Katherine glanced from Mrs. Darling to myself. I foresaw that the scene would be reproduced for the benefit of her guests next time she gave a dinner party. She had already grasped the situation and got Mrs. D. You know Katherine's powers of mimicry. Well, I don't grudge her the fun. She's entitled to a little return for the two hundred a year she allows me, and she has a pretty dull time with her eternal round of so-called gaieties.
"No, we 'aven't bin to Kensington," agreed Mrs. D., "and wot's more, you know quite well, sir, we ain't goin'," with a warning glance in my direction. "It's quite a haccident your ladyship finds me 'ere with your brother," the old lady went on. "I little thought when I come out this mornin' ter buy a blouse I should meet Mr. Tallenach in the shop." Oh, Mrs. Darling, and I had imagined you a truthful woman!
"Fate arranges such meetings for us," declared Katherine fervently, and her self-congratulation was obviously genuine. I had provided her with that most desirable thing in life, a sensation, and it is long since she bestowed on me any invitation so genuine as the one she gave for dinner that night.
But I had no intention of satisfying her curiosity, and excused myself on the plea that my dinner jacket had gone to the tailor's to be pressed. She said there was no need to dress as she would be alone, and Mrs. D. signalled frantically to me to accept.
I, however, persisted in my refusal, and, with a growing feeling for the dramatic possibilities of the situation, mentioned that, as a matter of fact, Mrs. Darling and I usually went to the pictures on Wednesday evening. There is no telling to what further lengths I might have gone had not Mrs. D. began to display symptoms of apoplexy, whilst Katherine's desire for my company became so urgent that, to get rid of her at the moment, I promised to go to Curzon Street on the morrow.
"I see this comin' all along," remarked Mrs. D., with tragic emphasis, as we made our way down Cheapside. "You bin and done it with a vengeance now, sir. I drempt I 'ad a tooth out last night, and that's a bad sign. I shouldn't wonder if the Countess didn't wash 'er 'ands of you after this!"
I reassured the old lady by telling her the Countess hadn't been so gracious for years—not since the occasion on which she tried to manœuvre me into marriage with a rich woman old enough to be my mother.
In Bishopsgate Street we came to a halt before the giant pair of spectacles placed over the fronts of the two ancient shops which stand in the porch of St. Ethelburga. There is no more gracious surprise in the whole city than that bit of antiquity which breaks the long line of new buildings in Bishopsgate. So unexpectedly does it occur, and so unobtrusive are the quaint little shops in their unique situation, that thousands of people must pass the place daily without noticing them, or being aware that behind them is the smallest of the eight churches that escaped the Great Fire. From the opposite side of the road one can see the west front of the church rising behind the jutting first floor of the shops, and an inscription that this is "The Church of St. Ethelburga" invites the curious to cross the road and pass through the gateway leading to the tunnel-like entrance.

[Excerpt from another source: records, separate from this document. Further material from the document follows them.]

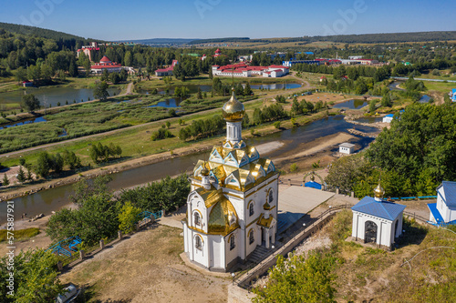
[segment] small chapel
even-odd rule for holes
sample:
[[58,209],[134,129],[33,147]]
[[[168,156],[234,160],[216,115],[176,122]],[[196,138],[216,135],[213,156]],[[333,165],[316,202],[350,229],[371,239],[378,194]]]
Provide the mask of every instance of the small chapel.
[[378,182],[374,197],[366,196],[351,207],[352,237],[391,249],[396,238],[402,234],[402,215],[406,207],[384,200],[384,194]]
[[233,89],[222,112],[226,138],[194,167],[182,225],[188,258],[224,272],[275,242],[279,173],[243,140],[245,109]]

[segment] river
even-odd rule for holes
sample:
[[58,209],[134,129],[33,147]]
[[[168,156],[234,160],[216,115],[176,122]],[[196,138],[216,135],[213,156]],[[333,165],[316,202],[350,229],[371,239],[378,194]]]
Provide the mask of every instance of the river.
[[[300,145],[302,143],[310,142],[321,136],[334,135],[339,132],[347,132],[348,128],[355,128],[362,132],[373,133],[378,132],[375,127],[353,125],[344,120],[344,116],[338,115],[329,116],[317,121],[314,121],[306,126],[295,127],[283,132],[263,136],[247,140],[247,144],[258,146],[260,144],[280,141],[284,146],[279,149],[273,150],[267,156],[274,160],[275,157],[279,157],[285,153],[295,153],[302,151]],[[222,142],[223,137],[220,137]],[[372,138],[358,137],[358,144],[361,146],[367,146]],[[151,164],[149,166],[133,168],[111,175],[113,181],[109,184],[112,190],[119,190],[121,188],[134,187],[136,185],[144,184],[147,182],[161,179],[166,176],[175,176],[182,172],[192,171],[194,164],[207,156],[207,152],[202,154],[193,154],[184,157],[180,157],[162,162]],[[62,186],[47,190],[43,190],[38,193],[17,197],[15,201],[15,214],[16,219],[23,213],[27,216],[36,216],[44,213],[48,216],[51,211],[58,210],[68,204],[68,197],[72,194],[72,185]],[[0,203],[0,224],[5,222],[6,219],[6,204]]]
[[[118,88],[108,88],[109,96],[119,95],[120,90]],[[26,94],[34,94],[41,104],[49,106],[57,106],[57,103],[64,106],[67,101],[68,104],[80,103],[81,100],[93,100],[93,89],[91,88],[73,88],[73,87],[27,87],[26,90],[16,90],[14,92],[0,93],[0,104],[20,104],[22,96]]]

The charm of this hidden sanctuary will reward him for lingering by the way. It has an atmosphere all its own, entirely unlike the atmosphere of the typical City churches, with their chill air of having survived the worship of long dead days. Tucked away so cosily and standing its ground so sturdily amidst the pushing, elbowing crowd of new buildings all round, St. Ethelburga's has ready for each person who enters a glimpse of beauty to refresh the eyes, and a garment of peace in which to enwrap the spirit.
You pass under the low west gallery, and looking down the nave, with its pointed arches and clustered columns, see through the fretted screen at the east end, a red lamp burning dimly against the dull blue altar hangings. The windows of the nave are almost entirely blocked up, and pictures hang on the old grey walls. Through the clerestory a chill light mingles with the yellow gleam of the electric burners below, and the little building is full of soft shadows, picturesque vistas, and mystery.